The report’s real stunner, however, is evident when looking at the longer term trend of where Michigan stands in the national context of helping students afford college. When measuring the 10-year change (2004-05 to 2014-15) in total state grant aid awarded, states collectively increased their investment by 57.2 percent. In Michigan, the state decreased its investment to the tune of 49.6 percent. This makes Michigan the #1 state in student financial aid disinvestment in the past decade for states that have need-based financial aid programs. (Had New Hampshire not completely eliminated its need-based student aid program, Michigan would have at least climbed to the #2 spot in this dubious ranking. Georgia is the only other state that does not have a need-based program).
In an era in which states’ most valuable resource is the level of talent possessed by their residents, what does this trend in student aid disinvestment say about the state’s priorities?
State student aid programs are only part of the equation in determining college affordability.
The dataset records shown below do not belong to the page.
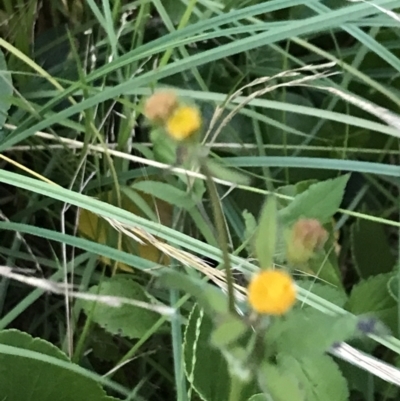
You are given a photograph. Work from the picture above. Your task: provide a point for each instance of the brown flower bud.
(159, 107)
(303, 239)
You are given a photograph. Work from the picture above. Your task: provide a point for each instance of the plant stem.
(222, 235)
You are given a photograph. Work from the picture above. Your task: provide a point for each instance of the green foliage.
(328, 292)
(265, 239)
(308, 333)
(370, 248)
(76, 96)
(320, 201)
(203, 363)
(166, 192)
(127, 320)
(316, 377)
(372, 297)
(6, 89)
(24, 378)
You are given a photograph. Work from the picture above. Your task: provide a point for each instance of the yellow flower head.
(159, 107)
(272, 292)
(184, 122)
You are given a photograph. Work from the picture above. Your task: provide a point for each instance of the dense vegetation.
(129, 234)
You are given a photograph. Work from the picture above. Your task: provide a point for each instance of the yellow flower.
(272, 292)
(184, 122)
(159, 107)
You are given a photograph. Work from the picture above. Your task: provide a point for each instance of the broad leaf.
(325, 291)
(319, 377)
(308, 332)
(282, 385)
(320, 201)
(127, 320)
(372, 296)
(34, 380)
(371, 251)
(212, 299)
(166, 192)
(206, 367)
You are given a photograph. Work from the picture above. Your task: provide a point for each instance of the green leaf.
(282, 385)
(35, 380)
(371, 251)
(205, 366)
(166, 192)
(265, 240)
(163, 147)
(306, 332)
(372, 296)
(319, 377)
(6, 89)
(320, 201)
(258, 397)
(325, 291)
(127, 320)
(228, 330)
(212, 299)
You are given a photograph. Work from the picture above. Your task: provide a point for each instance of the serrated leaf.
(205, 366)
(166, 192)
(265, 239)
(372, 296)
(34, 380)
(308, 332)
(200, 359)
(97, 229)
(6, 89)
(212, 299)
(127, 320)
(282, 385)
(320, 201)
(370, 249)
(319, 376)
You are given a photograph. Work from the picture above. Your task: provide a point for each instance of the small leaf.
(372, 296)
(212, 299)
(371, 251)
(308, 332)
(328, 292)
(163, 147)
(166, 192)
(127, 320)
(319, 377)
(265, 239)
(23, 378)
(282, 385)
(321, 201)
(228, 331)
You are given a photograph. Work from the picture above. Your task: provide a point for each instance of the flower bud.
(306, 236)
State operating support for public universities is a much larger factor, and here too, the trend data for Michigan is disconcerting, with a more than one billion dollar inflation-adjusted reduction in combined state higher education and student aid funding since 2002. Fortunately, Michigan’s public universities have more than doubled institutional financial aid over the last two decades (in constant dollars) in order to mitigate the impact this state disinvestment has had on tuition prices for students from low and lower middle-income households.
Michigan’s approach to student financial aid is in need of a major overhaul. Much greater investment is needed, with dollars driven toward low-income students, part-time students and working adults; populations critical to ensuring Michigan has the talent needs to compete economically. Such calls for a revamping in the state’s state student aid programs are included in Reaching for Opportunity: An Action Plan for Increasing Michigan’s Postsecondary Credential Attainment, released earlier this year, and the Michigan League for Public Policy’s Back to School Report, published last month.
Well-financed and rationally structured state student aid programs are critical to ensuring college affordability, especially for individuals from lower and middle-income backgrounds. And college affordability is in turn critical to so much of what follows: higher college enrollments, student success, and ultimately higher personal incomes. It’s time to make student aid in Michigan a true priority.